Linear Models

What are linear models?

Linear models are a common method of modeling and analyzing data. They can be used to predict one or more response variables ($y$) from one or more factors or predictor variables ($x$). They can also be used to understand how changing the factors explains variability in the responses. An example of the general form of a linear model is

$y = \beta_{0} + \beta_{1} x_{1} + \beta_{2} x_{2} + \beta_{12} x_{1} x_{2} + \beta_{11} x_{1}^{2} + \beta_{22} x_{2}^{2} + \varepsilon$,

where the $\beta$s represent the parameters of the model. That is, the response is predicted by a linear combination of terms involving the predictor variables. The constant ($\beta_{0}$) and the terms involving the predictor variables ($\beta_{i} x_{i}$) represent the signal, or systematic variation. The $\varepsilon$ term represents the noise, or random error.
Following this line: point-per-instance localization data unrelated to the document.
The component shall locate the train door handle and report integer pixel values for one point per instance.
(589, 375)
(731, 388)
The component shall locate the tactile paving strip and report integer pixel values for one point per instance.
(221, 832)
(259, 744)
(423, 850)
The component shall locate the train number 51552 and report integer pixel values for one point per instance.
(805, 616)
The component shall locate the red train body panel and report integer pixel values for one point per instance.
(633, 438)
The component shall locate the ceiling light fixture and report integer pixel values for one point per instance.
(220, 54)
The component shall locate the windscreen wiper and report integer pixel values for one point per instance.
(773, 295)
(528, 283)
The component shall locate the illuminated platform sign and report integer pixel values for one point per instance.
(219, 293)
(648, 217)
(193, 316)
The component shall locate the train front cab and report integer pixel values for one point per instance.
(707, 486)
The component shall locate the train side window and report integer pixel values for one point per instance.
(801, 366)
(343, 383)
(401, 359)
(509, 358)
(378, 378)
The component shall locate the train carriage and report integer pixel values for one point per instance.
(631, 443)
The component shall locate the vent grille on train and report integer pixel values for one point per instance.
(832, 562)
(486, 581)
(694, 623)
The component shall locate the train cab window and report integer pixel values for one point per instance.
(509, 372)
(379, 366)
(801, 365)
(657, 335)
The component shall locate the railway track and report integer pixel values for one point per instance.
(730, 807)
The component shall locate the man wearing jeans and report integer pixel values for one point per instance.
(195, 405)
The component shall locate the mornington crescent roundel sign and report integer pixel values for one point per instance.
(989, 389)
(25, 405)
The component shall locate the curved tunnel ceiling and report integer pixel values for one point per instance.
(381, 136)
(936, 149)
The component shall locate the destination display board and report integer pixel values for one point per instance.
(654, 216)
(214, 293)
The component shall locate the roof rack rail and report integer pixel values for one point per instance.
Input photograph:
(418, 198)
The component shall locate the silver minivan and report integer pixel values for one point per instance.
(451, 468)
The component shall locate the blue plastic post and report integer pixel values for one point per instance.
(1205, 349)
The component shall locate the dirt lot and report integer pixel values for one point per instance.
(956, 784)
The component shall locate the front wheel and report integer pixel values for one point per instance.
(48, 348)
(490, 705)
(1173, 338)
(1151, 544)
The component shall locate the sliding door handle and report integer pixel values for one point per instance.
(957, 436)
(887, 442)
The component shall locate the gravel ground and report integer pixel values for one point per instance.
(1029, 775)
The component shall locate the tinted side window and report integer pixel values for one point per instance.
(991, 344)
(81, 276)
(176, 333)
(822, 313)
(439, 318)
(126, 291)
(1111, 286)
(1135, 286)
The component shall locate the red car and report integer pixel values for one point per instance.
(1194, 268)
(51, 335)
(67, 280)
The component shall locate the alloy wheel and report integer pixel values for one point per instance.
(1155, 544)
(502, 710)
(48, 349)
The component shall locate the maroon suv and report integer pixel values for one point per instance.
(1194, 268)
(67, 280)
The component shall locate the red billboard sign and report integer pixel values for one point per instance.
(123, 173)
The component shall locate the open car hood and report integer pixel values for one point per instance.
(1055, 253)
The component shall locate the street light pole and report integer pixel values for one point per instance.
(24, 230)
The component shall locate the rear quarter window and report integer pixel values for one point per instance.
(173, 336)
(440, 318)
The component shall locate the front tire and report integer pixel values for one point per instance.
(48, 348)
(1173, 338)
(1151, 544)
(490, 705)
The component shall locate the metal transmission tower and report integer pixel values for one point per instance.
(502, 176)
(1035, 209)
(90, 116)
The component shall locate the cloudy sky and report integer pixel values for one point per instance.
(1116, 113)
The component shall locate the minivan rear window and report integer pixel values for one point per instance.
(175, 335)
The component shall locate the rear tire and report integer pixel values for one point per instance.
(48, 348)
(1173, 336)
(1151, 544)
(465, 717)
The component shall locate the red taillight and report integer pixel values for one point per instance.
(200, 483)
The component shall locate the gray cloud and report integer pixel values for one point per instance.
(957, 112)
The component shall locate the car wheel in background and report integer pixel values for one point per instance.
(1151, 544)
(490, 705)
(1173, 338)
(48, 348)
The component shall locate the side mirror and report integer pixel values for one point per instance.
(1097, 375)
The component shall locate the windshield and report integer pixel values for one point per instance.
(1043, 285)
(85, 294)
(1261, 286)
Why are they called linear models?

The word "linear" in the name of these models refers to the $\beta$s. That is, the linear model is linear in the parameters. It does not have to be linear in the predictor variables, though. For example, the predictors can be combined (e.g., $x_{1} x_{2}$) or transformed (e.g., $x_{1}$$^{2}$) as you see in the example above. You could have a term involving $log$($x_{i}$), and it would still be a linear model.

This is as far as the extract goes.